In [7]:
import os
import torch
import jsonlines
from dataclasses import dataclass
from typing import Any, Dict, List, Union
from datasets import DatasetDict, Audio, load_from_disk, concatenate_datasets
from transformers.models.whisper.english_normalizer import BasicTextNormalizer
from transformers import WhisperFeatureExtractor, WhisperTokenizer, WhisperProcessor, WhisperForConditionalGeneration, Seq2SeqTrainingArguments, Seq2SeqTrainer

In [2]:
cur_dir = os.getcwd()
src_dir = os.path.dirname(cur_dir)
til_dir = os.path.dirname(os.path.dirname(src_dir))
home_dir = os.path.dirname(til_dir)
test_dir = os.path.join(home_dir, 'novice')
audio_dir = os.path.join(test_dir, 'audio')
data_dir = os.path.join(cur_dir, 'data')
model_path = os.path.join(src_dir, "models", "whisper")
config_path = os.path.join(cur_dir, "config.yaml")

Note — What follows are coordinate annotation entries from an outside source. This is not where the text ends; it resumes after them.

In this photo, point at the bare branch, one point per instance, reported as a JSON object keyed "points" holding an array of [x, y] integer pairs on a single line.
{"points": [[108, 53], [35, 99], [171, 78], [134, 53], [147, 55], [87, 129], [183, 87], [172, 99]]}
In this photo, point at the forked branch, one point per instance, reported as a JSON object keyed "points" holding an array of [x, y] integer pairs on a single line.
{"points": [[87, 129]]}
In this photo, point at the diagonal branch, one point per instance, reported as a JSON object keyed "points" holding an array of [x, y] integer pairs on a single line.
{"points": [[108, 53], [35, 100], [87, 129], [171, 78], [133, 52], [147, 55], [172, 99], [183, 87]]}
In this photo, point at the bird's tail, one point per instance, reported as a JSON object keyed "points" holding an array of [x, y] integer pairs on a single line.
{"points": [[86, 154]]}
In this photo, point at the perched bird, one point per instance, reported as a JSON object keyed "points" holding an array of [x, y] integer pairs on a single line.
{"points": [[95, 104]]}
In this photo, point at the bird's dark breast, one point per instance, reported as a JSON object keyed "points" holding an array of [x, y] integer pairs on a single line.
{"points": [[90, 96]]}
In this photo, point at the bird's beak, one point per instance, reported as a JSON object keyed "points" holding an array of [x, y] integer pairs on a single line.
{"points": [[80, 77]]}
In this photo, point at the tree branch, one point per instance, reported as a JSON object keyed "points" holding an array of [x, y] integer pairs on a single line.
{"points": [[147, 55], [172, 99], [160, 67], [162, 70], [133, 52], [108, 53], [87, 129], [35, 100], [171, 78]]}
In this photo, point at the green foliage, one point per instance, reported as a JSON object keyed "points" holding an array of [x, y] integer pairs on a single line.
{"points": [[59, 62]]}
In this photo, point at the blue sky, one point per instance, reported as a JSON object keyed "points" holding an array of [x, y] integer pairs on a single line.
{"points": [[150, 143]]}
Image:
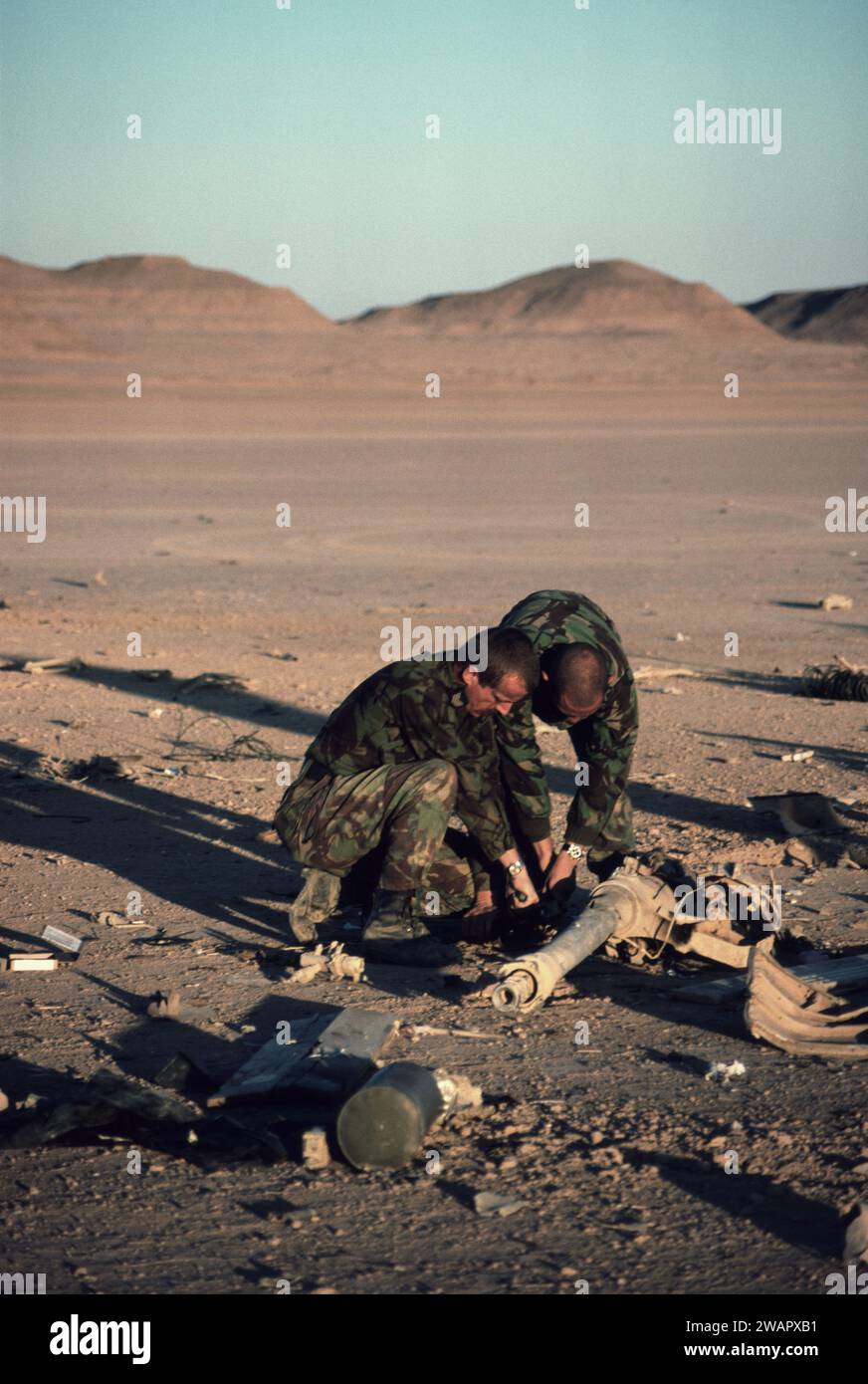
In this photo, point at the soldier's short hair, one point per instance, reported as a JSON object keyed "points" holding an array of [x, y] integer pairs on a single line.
{"points": [[579, 671], [509, 653]]}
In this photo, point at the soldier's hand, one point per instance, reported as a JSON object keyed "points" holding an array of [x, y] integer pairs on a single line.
{"points": [[521, 891], [559, 882], [544, 852]]}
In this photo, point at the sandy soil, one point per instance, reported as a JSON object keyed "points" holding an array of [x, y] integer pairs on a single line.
{"points": [[706, 519]]}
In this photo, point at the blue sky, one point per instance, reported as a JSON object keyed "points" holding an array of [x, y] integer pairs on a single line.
{"points": [[308, 126]]}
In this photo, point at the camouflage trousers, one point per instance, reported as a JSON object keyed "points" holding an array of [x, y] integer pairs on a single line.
{"points": [[392, 819]]}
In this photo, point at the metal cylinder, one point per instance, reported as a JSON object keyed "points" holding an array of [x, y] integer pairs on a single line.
{"points": [[383, 1122], [626, 904]]}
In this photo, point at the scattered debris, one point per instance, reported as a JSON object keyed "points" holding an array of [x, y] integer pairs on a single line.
{"points": [[799, 850], [856, 1239], [240, 746], [31, 961], [835, 684], [315, 1054], [428, 1032], [165, 1007], [492, 1203], [100, 1102], [141, 1099], [331, 961], [184, 1075], [800, 812], [100, 767], [215, 682], [723, 1071], [74, 664], [383, 1122], [799, 1018], [67, 941], [459, 1092], [648, 671], [315, 1149], [108, 919]]}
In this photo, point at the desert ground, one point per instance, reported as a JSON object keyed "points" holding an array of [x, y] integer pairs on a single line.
{"points": [[706, 519]]}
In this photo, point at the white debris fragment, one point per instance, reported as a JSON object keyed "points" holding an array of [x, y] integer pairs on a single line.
{"points": [[725, 1071]]}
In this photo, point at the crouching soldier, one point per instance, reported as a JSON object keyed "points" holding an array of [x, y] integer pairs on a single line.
{"points": [[408, 746], [585, 687]]}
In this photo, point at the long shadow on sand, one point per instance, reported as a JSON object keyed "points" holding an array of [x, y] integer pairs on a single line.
{"points": [[165, 844], [245, 705]]}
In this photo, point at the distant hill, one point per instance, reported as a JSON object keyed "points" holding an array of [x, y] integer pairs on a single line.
{"points": [[82, 305], [821, 315], [613, 295]]}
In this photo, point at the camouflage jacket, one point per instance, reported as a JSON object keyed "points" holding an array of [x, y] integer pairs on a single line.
{"points": [[415, 710], [604, 741]]}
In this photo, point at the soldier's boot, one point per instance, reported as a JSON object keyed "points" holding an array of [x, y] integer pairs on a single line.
{"points": [[397, 936], [316, 901]]}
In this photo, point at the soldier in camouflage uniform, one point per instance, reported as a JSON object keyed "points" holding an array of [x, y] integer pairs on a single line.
{"points": [[411, 745], [587, 688]]}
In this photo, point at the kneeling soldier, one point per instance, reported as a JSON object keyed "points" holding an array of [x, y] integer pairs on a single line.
{"points": [[408, 746]]}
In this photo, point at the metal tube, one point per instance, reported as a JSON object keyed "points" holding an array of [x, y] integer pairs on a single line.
{"points": [[626, 904]]}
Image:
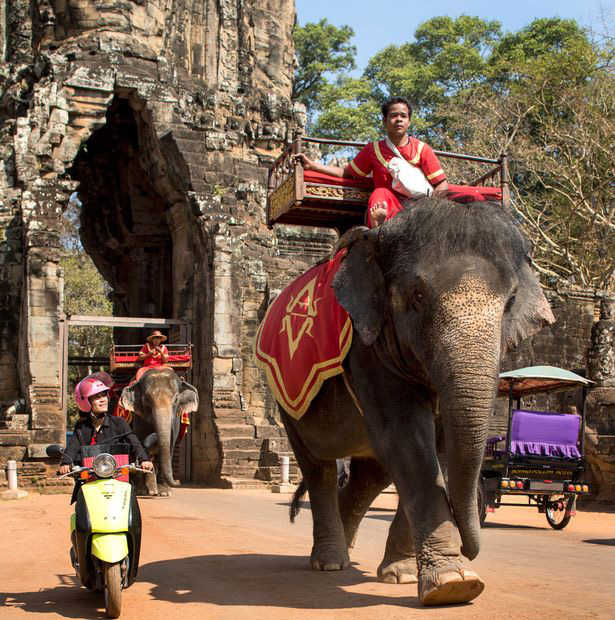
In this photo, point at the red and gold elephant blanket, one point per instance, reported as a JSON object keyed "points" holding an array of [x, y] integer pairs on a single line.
{"points": [[304, 337]]}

# paths for converting datasets to manifest files
train_path = os.path.join(data_dir, 'train_data')
val_path = os.path.join(data_dir, 'val_data')
test_path = os.path.join(data_dir, 'test_data')

In [3]:
# # Define variables directly instead of parsing from command line
# model_name = 'openai/whisper-small'
# language = 'English'
# sampling_rate = 16000
# num_proc = 2
# train_strategy = 'steps'
# learning_rate = 1.75e-5
# warmup = 20000
# train_batchsize = 48
# eval_batchsize = 32
# num_epochs = 20
# num_steps = 100000
# resume_from_ckpt = None
# output_dir = './test'
# train_datasets = [train_path]  # Add your paths
# eval_datasets = [val_path]  # Add your paths

# # Check train strategy validity
# if train_strategy not in ['steps', 'epoch']:
#     raise ValueError('The train strategy should be either steps or epoch.')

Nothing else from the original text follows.